And yes, every single Guide reviewer's meal is conducted anonymously and independently, and paid for in full. Around 45 reviewers wade through a lengthy yearly briefing and an extensive set of guidelines. A new reviewer's probation starts at the dinner table – either with me or chief reviewer, Terry Durack, followed by a written trial review. An equally time-consuming annual de-brief gathers award recommendations from every reviewer before a senior panel spends hours sifting and debating votes, decisions and scores.

For those who like this kind of trivia (Guide editors thrive on it), in my first co-editing gig, Tetsuya's was Restaurant of the Year. It was one of seven three hat restaurants in the 2008 Guide. Only one of those, Quay, is still up there, with just three others - Rockpool, Sepia and Momofuku Seiobo. Meanwhile for 2015, a record 53 restaurants in Sydney scored one hat compared to 36 in 2008. Of those 36, only 15 are still trading... Only cricket nuts come close to this kind of statistical fascination.
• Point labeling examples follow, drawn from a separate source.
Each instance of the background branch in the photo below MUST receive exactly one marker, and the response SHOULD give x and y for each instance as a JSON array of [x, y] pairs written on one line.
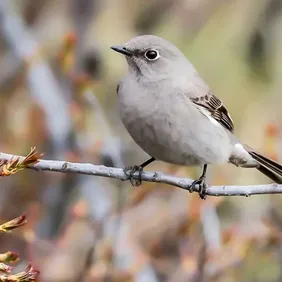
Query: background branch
[[118, 173]]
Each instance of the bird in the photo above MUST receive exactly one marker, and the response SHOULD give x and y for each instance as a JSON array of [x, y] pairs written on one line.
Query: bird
[[174, 116]]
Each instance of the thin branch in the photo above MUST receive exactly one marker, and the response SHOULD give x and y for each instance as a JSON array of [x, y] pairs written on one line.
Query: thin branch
[[118, 173]]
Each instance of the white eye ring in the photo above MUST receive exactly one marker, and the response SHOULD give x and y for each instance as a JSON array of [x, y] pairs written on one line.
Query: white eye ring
[[152, 54]]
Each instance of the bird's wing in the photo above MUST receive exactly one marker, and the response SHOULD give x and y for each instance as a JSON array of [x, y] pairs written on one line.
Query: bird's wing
[[216, 109]]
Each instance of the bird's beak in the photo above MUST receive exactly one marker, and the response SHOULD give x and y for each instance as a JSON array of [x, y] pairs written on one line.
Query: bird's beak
[[122, 50]]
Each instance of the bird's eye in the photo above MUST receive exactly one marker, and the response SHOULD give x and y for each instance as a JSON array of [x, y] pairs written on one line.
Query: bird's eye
[[152, 55]]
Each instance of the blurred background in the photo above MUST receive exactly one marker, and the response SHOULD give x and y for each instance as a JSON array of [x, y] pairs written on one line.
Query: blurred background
[[58, 81]]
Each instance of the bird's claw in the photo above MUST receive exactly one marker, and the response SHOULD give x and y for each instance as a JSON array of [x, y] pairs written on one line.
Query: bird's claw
[[129, 171], [201, 182]]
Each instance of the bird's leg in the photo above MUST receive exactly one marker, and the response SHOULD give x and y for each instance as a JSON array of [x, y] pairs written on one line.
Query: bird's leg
[[201, 181], [129, 171]]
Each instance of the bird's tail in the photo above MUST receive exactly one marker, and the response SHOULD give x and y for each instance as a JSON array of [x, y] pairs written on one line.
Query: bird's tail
[[268, 167]]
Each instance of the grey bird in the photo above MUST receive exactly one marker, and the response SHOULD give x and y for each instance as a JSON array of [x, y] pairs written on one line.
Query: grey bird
[[173, 115]]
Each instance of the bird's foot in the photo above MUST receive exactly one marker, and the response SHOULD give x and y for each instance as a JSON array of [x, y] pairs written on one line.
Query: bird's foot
[[202, 187], [129, 171]]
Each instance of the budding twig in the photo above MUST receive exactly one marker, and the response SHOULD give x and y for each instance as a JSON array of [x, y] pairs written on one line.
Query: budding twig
[[158, 177]]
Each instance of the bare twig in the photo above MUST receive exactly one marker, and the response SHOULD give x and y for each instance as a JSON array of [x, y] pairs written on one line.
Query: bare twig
[[118, 173]]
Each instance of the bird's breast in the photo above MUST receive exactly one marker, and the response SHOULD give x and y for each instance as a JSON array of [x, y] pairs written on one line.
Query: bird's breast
[[169, 128]]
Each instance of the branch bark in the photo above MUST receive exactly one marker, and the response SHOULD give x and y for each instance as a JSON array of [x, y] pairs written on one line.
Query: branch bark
[[158, 177]]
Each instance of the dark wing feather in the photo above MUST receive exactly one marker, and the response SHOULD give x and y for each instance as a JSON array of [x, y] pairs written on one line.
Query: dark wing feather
[[216, 108]]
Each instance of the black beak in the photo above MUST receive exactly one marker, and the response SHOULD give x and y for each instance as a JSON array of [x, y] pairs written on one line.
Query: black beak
[[122, 50]]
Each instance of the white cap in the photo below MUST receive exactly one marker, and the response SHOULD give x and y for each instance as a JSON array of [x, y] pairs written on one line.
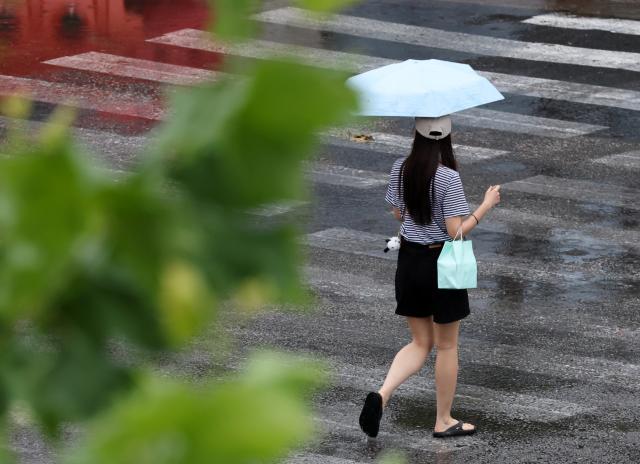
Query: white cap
[[434, 128]]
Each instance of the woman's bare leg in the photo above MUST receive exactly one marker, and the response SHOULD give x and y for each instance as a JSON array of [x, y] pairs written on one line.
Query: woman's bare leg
[[411, 357], [446, 342]]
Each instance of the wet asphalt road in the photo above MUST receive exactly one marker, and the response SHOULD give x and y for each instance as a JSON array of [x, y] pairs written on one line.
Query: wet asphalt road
[[549, 358]]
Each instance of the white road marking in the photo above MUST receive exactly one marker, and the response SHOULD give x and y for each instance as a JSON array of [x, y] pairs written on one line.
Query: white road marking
[[566, 21], [519, 85], [83, 97], [523, 124], [343, 176], [628, 160], [459, 41], [579, 190], [135, 68]]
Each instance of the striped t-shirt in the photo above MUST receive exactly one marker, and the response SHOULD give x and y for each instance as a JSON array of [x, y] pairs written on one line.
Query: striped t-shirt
[[449, 201]]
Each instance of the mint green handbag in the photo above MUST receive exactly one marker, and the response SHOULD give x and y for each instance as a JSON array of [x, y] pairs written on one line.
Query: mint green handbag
[[457, 267]]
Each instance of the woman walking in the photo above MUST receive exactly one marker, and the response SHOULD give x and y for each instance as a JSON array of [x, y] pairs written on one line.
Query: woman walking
[[427, 196]]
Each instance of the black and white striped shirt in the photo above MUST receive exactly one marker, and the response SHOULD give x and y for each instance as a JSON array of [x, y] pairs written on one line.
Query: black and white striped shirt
[[449, 201]]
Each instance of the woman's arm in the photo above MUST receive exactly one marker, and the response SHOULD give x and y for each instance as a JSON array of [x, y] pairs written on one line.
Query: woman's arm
[[491, 198]]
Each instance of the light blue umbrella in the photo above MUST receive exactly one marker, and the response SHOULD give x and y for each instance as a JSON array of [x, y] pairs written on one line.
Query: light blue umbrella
[[426, 88]]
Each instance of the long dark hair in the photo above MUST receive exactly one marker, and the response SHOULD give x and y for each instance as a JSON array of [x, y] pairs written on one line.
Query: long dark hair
[[417, 173]]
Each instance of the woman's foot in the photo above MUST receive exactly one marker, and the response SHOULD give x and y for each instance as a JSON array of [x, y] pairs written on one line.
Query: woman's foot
[[384, 399], [371, 414], [452, 428]]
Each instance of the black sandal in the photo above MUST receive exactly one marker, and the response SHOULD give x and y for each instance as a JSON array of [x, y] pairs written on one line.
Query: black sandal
[[455, 430], [371, 414]]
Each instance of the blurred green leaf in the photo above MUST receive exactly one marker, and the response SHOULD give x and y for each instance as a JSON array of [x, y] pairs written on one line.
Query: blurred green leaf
[[232, 19], [246, 420], [185, 301], [251, 154], [392, 457], [44, 200]]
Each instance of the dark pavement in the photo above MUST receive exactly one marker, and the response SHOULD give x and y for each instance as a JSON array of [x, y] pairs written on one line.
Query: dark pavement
[[549, 358]]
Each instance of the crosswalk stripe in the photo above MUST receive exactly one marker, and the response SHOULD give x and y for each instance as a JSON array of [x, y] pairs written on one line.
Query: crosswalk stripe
[[82, 97], [579, 190], [459, 41], [370, 244], [401, 145], [566, 91], [134, 68], [263, 49], [119, 150], [565, 21], [349, 177], [519, 85], [280, 208], [523, 124], [628, 160]]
So I'll shut up and just say that editing The Sydney Morning Herald Good Food Guide has been a huge privilege, and at a fabulous time for Sydney, and Australian dining. And despite, or indeed because of those precious hats, the Guide remains the restaurant industry's biggest champion.

Interestingly though, getting back to those dimmi figures... In Victoria, the loss of a hat means only a 1 per cent drop in bookings. Hmm. So Melburnians are a more loyal bunch, obviously. Whereas we superficial Sydneysiders... Oh, sorry. I'm off again. Thanks, everyone. Signing out now.